There is more to PZZA.CO than their apparent dislike of the letter ‘i’. This modish Downtown joint is a sort of culinary equivalent of the chic fashion boutiques that dot the nearby Beirut Souks, what with its airy sixties stylings and upmarket clientele of ladies who lunch. A variety of classic Italian dishes is on the menu, though as the name suggests, it's the pizzas that draw in the punters. These are quite simply among the best in the city: large, light, crisp and perfectly balanced, and embellished by a range of posh variants on the usual toppings (taleggio cheese, truffle oil and whatnot). A handful of sweet pizzas, adorned with nutella and caramel, keep the theme running into the dessert menu. Beware: the swanky dining experience comes with a bill to match.
Get into the groove of la dolce vita at Ristorante La Traviata, one of the more atmospheric of Beirut's numerous faux-rustic trattoria. The tiny restaurant does a good job of simulating a dinner scene from the old country, what with the pile of outsized veg in the corner and the lilting Godfatheresque music issuing from the sound system. Refreshingly for an Italian eaterie in Beirut, pizza doesn't dominate the menu, and the kitchen does an impressive line in tagliatelle and grilled meats. Understated Italian elegance comes out in the details, from the excellent service to the first-rate presentation on the plate. Outside seating is available – although you might be put off by the passing traffic on Pasteur Street, Gemmayzeh’s very own cardo maximus.

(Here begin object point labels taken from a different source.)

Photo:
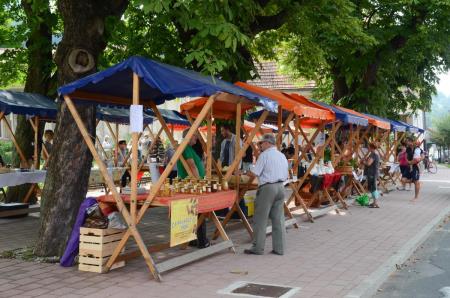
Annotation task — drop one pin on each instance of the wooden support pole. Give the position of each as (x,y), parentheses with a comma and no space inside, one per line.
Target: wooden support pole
(240,154)
(14,140)
(108,179)
(209,156)
(279,122)
(134,152)
(238,146)
(333,148)
(153,137)
(36,142)
(296,145)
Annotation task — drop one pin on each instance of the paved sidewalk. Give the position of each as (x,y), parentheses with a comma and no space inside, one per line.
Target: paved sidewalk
(328,258)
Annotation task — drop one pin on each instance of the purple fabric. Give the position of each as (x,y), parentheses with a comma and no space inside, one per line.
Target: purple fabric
(67,260)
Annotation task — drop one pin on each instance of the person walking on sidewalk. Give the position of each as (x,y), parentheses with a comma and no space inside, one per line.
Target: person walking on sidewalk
(271,168)
(404,166)
(415,156)
(371,169)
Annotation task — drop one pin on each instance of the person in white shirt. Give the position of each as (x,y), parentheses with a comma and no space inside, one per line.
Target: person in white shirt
(271,168)
(228,146)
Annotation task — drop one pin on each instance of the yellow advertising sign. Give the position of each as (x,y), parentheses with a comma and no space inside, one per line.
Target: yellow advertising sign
(183,221)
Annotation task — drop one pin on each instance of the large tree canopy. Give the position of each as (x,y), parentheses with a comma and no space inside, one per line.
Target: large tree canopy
(381,56)
(377,56)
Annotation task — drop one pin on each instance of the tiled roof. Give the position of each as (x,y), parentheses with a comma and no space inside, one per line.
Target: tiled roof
(270,77)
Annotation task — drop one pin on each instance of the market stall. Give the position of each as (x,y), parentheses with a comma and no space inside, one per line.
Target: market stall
(37,108)
(148,83)
(377,132)
(229,111)
(296,110)
(344,150)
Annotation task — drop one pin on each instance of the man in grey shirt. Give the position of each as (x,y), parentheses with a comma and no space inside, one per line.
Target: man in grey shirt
(271,168)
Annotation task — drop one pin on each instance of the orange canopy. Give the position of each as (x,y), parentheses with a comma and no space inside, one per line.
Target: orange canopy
(325,114)
(248,126)
(375,122)
(288,103)
(177,127)
(224,107)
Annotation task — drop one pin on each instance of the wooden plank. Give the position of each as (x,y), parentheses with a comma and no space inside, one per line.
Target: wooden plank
(193,256)
(101,240)
(14,140)
(99,268)
(279,123)
(120,204)
(287,223)
(323,211)
(19,211)
(137,253)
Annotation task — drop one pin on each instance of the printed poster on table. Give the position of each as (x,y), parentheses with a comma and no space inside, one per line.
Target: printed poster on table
(183,221)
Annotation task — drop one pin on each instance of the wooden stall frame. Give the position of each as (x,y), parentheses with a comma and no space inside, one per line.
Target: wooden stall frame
(121,206)
(179,150)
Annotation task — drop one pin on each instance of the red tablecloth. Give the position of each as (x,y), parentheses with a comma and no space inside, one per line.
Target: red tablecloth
(206,202)
(330,179)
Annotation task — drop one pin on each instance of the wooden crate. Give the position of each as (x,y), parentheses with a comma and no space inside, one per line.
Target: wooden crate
(96,246)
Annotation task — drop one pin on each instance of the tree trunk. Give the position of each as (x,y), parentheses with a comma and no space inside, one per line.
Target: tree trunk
(39,46)
(70,163)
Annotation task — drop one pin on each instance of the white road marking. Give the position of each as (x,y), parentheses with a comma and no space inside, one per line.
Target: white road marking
(445,291)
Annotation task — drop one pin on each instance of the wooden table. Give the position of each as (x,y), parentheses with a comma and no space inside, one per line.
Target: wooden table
(207,204)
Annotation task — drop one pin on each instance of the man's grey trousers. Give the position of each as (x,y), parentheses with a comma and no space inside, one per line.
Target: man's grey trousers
(269,203)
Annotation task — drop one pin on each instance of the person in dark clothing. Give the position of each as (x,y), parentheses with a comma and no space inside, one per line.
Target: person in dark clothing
(414,156)
(247,160)
(198,170)
(198,149)
(371,170)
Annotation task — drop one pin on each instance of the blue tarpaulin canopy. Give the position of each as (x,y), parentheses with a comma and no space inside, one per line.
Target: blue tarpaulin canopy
(345,117)
(412,128)
(118,115)
(272,118)
(395,126)
(170,116)
(22,103)
(158,82)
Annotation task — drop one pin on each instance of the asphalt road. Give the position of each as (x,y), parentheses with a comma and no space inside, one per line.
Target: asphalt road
(426,273)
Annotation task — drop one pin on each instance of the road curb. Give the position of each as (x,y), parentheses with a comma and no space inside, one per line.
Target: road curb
(370,286)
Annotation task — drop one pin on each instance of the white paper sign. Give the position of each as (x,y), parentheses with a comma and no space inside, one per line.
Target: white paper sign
(136,118)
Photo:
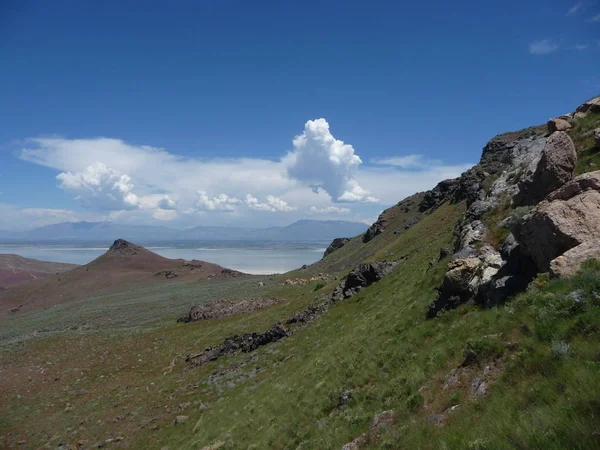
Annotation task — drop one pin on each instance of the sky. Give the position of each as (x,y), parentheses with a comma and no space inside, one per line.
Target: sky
(261,113)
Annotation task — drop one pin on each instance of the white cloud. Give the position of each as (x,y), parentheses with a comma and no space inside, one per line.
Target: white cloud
(542,47)
(577,7)
(273,204)
(158,175)
(167,203)
(323,162)
(100,186)
(165,214)
(221,202)
(412,161)
(329,210)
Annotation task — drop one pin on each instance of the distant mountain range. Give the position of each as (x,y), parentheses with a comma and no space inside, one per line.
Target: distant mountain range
(300,231)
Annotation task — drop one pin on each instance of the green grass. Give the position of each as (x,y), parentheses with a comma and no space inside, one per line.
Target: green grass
(542,350)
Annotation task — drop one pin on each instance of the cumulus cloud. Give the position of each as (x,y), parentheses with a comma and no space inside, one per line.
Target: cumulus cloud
(329,210)
(100,186)
(323,162)
(167,203)
(412,161)
(273,204)
(164,214)
(221,202)
(577,7)
(542,47)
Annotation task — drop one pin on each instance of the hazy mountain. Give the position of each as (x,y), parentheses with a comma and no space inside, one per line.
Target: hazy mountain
(302,230)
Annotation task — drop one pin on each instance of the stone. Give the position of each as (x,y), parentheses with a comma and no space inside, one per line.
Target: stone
(567,264)
(357,444)
(592,105)
(336,244)
(444,253)
(569,217)
(459,276)
(380,422)
(558,125)
(554,168)
(375,230)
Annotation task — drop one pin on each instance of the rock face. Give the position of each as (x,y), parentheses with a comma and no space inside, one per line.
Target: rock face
(438,195)
(554,168)
(361,277)
(376,229)
(568,217)
(336,244)
(558,125)
(592,105)
(567,264)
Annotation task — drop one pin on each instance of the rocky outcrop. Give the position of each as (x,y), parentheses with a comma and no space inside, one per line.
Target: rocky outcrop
(558,124)
(225,308)
(361,277)
(567,264)
(438,195)
(554,168)
(336,244)
(376,229)
(592,105)
(568,217)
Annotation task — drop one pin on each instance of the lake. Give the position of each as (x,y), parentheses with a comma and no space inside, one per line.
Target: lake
(253,258)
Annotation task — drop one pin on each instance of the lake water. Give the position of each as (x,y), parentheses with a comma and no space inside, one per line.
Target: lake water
(256,259)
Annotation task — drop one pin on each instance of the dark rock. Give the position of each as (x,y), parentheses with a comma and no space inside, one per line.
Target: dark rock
(362,276)
(553,169)
(376,229)
(336,244)
(438,195)
(444,253)
(243,343)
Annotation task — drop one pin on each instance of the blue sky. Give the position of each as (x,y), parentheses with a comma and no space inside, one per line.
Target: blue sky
(186,113)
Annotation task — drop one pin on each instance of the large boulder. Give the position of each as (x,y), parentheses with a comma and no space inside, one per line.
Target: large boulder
(554,168)
(567,218)
(592,105)
(567,264)
(336,244)
(375,230)
(558,125)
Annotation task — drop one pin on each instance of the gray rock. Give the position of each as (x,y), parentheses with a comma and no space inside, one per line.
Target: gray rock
(558,125)
(569,217)
(554,168)
(336,244)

Tavolina doesn’t try to wow you with solid silver cutlery or chairs made from unicorn hide. It doesn't double up as a hipster cocktail bar, and it doesn't go for any fashion gimmicks. it focuses on providing friendly service and serving up delectable recipes from the old country – and on these counts it can't be faulted. Chef Dani serves up a range of exquisite antipasti, pizzas and pasta dishes from his kitchen; it's all eminently palatable, but the pizza de résistance is the ham and mushroom Bianca, a serious contender for the best of its kind in Beirut. The place is hardly palatial and service slows down considerably during peak dinner hours, but you won't be in a mood to complain.

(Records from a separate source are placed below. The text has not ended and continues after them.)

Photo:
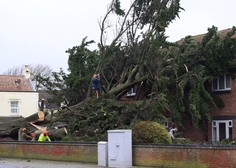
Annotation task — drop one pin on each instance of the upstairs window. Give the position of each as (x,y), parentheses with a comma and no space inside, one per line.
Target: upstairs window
(14,107)
(222,83)
(132,91)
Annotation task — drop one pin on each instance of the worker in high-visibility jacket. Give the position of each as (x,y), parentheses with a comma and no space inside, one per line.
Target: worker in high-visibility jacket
(44,137)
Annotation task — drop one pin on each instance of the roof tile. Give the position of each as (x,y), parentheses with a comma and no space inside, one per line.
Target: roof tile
(16,83)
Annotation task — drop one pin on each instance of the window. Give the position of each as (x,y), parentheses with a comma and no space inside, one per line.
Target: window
(222,83)
(14,107)
(132,91)
(221,130)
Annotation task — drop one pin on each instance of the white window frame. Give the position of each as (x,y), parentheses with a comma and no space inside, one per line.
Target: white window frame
(132,91)
(14,108)
(226,83)
(216,129)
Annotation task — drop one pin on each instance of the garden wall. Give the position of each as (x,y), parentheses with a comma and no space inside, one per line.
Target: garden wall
(177,156)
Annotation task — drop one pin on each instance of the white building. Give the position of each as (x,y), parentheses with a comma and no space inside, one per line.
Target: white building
(17,97)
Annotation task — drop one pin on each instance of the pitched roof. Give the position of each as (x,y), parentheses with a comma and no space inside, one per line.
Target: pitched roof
(14,83)
(199,37)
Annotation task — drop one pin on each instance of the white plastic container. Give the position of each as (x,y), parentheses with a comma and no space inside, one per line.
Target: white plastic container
(120,148)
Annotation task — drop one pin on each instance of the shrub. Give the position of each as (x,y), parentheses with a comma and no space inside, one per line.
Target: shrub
(150,132)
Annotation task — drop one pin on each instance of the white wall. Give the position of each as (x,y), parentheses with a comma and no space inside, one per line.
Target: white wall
(28,103)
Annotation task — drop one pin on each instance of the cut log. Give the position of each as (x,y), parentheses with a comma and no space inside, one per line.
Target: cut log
(11,128)
(54,134)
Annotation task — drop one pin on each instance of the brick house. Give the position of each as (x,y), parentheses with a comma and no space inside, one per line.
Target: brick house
(223,124)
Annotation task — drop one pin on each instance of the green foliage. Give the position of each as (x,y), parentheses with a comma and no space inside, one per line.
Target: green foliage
(150,132)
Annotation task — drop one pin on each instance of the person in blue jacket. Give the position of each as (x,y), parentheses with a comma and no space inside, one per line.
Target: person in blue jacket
(96,84)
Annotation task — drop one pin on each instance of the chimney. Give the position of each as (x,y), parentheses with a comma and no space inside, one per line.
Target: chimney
(26,71)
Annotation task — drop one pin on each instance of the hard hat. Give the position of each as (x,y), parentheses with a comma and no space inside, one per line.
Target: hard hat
(45,133)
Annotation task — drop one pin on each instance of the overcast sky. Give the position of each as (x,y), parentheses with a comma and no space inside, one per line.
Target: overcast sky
(40,31)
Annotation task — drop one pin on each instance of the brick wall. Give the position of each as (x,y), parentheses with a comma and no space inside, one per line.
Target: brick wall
(175,156)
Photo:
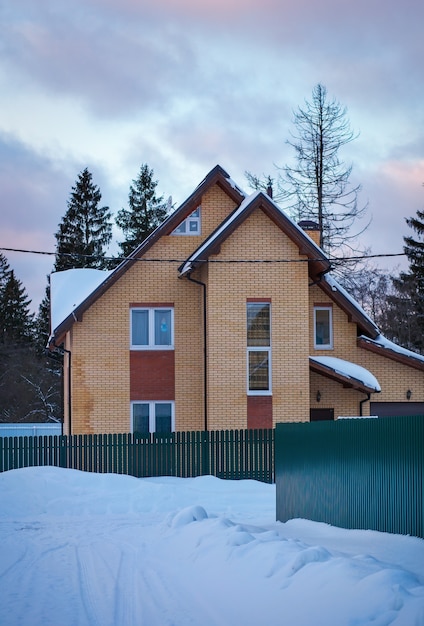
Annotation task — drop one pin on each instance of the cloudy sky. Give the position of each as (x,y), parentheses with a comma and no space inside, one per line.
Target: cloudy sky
(185,84)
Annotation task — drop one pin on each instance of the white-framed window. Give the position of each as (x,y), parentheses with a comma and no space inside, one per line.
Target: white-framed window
(323,327)
(190,226)
(152,417)
(258,348)
(152,328)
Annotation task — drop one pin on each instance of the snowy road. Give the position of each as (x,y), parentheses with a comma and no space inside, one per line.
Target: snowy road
(84,549)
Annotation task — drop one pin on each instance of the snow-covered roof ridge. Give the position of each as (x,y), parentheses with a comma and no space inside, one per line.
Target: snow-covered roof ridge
(349,370)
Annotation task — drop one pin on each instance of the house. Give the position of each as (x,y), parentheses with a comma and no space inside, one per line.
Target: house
(226,316)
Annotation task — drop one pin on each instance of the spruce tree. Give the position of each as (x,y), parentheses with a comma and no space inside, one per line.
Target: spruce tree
(16,320)
(146,211)
(4,270)
(408,302)
(85,230)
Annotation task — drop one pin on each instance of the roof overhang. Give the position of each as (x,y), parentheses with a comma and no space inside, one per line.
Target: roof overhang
(385,348)
(350,375)
(318,263)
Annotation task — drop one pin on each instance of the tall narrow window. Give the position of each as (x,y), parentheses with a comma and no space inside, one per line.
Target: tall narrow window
(259,348)
(323,328)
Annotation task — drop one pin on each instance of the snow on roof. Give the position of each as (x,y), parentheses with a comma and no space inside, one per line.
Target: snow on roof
(335,286)
(68,289)
(349,370)
(382,342)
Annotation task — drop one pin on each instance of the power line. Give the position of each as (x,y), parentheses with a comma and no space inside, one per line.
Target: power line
(334,260)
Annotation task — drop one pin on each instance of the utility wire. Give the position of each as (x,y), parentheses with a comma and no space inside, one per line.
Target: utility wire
(334,260)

The colour scheme may be set squarely on 'monochrome', yet Totò is anything but drab. Replacing the popular Chez Sophie, which was run by the same family, the restaurant has toned down the frills and reinvented itself as a trendy Italian eaterie in the mould of a neighbourhood trattoria.The place has one foot in the old country (c.f. the portraits of Italian cinema stars staring down at you from the walls) and the other in the kind of hard-to-place fusion aesthetic so beloved of the Beirut dining scene. A large pizza oven behind the bar heralds the restaurant's speciality: Totò's pizze are uniformly delicious, and the Metro – any pizza served in a metre-long roll – is something to behold, though a range of salads and antipasti are available for the gluten-intolerant. Angle for an outside table when the weather is nice.